1. An electrode, comprising:

a pad layer, a barrier layer and a reflection layer which are formed in order;

wherein the barrier layer is formed between the reflection layer and the pad layer, and the barrier layer and the reflection layer respectively have a first opening and a second opening, and the first opening and the second opening expose the pad layer.

2. The electrode according to claim 1, wherein the barrier layer is made of a material comprising an oxide layer, titanium, tungsten titanium, nickel-chromium alloy or tungsten.

3. The electrode according to claim 1, wherein the electrode further comprises:

a contact layer formed between the barrier layer and the pad layer.

4. The electrode according to claim 3, wherein the contact layer contains titanium, nickel or chromium.

5. The electrode according to claim 1, wherein the reflection layer is made of a material comprising aluminum, aluminum-copper alloy, silver, silver alloy, a distributed Bragg reflector (DBR) or an omni-directional reflector (ODR).

6. The electrode according to claim 1, wherein the reflection layer has a reflectivity higher than 80%.

7. The electrode according to claim 1, wherein the electrode further comprises:

a protection layer formed on the reflection layer.

8. The electrode according to claim 7, wherein the protection layer contains silicon dioxide or aluminum oxide.

9. The electrode according to claim 1, wherein the barrier layer contains a single-layered metal or a multi-layered metal, the single-layered metal contains chromium, titanium, tungsten, nickel or platinum, and the multi-layer metal is a stacked structure formed of Ti/Pt/T/Pt, a stacked structure formed of Ti/Ni/Ti/Ni or a stacked structure formed of Ti/Ni Cr/Ti/Ni chromium.

10. A photoelectric semiconductor device, comprising:

a photoelectric semiconductor structure; and

an electrode according to claim 1 formed on the photoelectric semiconductor structure, wherein the pad layer, the barrier layer and the reflection layer are formed in order and disposed in a direction away from the photoelectric semiconductor structure.

11. The photoelectric semiconductor device according to claim 10, wherein the barrier layer is made of a material comprising an oxide layer, titanium, tungsten titanium, nickel-chromium alloy or tungsten.

12. The photoelectric semiconductor device according to claim 10, wherein the electrode further comprises:

a contact layer formed between the barrier layer and the pad layer.

13. The photoelectric semiconductor device according to claim 12, wherein the contact layer contains titanium, nickel or chromium.

14. The photoelectric semiconductor device according to claim 10, wherein the reflection layer is made of a material comprising aluminum, aluminum-copper alloy, silver, silver alloy, a DBR or an ODR.

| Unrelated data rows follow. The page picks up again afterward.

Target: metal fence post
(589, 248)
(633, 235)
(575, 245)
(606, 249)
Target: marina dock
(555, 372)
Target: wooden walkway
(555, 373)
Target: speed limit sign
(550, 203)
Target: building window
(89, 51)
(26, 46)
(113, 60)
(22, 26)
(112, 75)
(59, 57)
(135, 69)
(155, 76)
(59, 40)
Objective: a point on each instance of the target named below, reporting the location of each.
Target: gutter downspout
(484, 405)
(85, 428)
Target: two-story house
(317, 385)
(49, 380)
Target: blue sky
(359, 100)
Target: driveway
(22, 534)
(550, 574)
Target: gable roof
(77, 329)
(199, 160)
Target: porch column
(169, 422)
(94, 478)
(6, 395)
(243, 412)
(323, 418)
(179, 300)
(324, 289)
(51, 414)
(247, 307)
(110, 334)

15. The photoelectric semiconductor device according to claim 10, wherein the reflection layer has a reflectivity higher than 80%.

16. The photoelectric semiconductor device according to claim 10, wherein the electrode further comprises:

a protection layer formed on the reflection layer.

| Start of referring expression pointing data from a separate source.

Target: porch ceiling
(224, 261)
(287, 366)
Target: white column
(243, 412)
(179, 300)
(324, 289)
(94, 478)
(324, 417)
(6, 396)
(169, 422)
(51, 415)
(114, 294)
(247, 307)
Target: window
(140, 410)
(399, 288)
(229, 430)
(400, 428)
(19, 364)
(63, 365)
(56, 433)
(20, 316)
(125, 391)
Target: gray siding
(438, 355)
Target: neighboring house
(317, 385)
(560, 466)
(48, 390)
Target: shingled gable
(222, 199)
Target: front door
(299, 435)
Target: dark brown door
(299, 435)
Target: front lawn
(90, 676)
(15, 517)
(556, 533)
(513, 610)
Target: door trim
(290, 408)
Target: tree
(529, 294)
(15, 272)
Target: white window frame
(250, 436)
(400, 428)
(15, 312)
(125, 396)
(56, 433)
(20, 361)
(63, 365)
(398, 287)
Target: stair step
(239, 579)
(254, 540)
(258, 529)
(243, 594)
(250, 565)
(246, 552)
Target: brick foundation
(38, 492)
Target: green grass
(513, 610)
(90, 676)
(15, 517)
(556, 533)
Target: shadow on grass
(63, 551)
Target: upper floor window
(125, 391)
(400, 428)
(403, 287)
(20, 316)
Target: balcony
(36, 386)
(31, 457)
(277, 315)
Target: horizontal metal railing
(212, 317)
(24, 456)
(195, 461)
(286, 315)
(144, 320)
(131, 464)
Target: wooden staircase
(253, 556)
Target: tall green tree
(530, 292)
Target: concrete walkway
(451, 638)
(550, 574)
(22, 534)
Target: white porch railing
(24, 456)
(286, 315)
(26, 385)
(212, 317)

17. The photoelectric semiconductor device according to claim 16, wherein the protection layer contains silicon dioxide or aluminum oxide.

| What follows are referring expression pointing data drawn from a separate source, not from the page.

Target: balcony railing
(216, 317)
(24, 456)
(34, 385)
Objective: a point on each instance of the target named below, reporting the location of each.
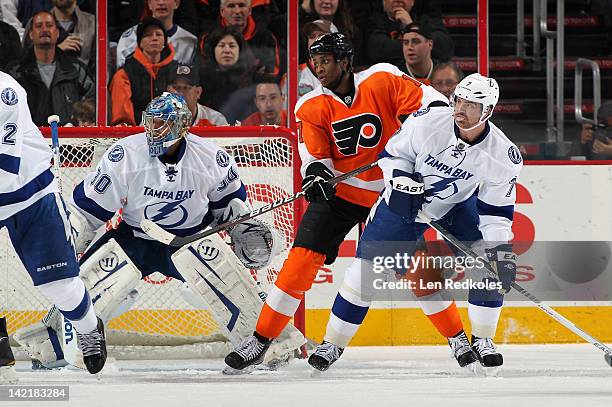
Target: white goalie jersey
(182, 198)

18. The photoelectric semiconductor device according to claim 10, wherein the barrier layer contains a single-layered metal or a multi-layered metal, the single-layered metal contains chromium, titanium, tungsten, nickel or platinum, and the multi-layer metal is a stacked structure formed of Ti/Pt/Ti/Pt, a stacked structure formed of Ti/Ni/Ti/Ni or a stacked structure formed of Ti/Ni Cr/Ti/Ni chromium.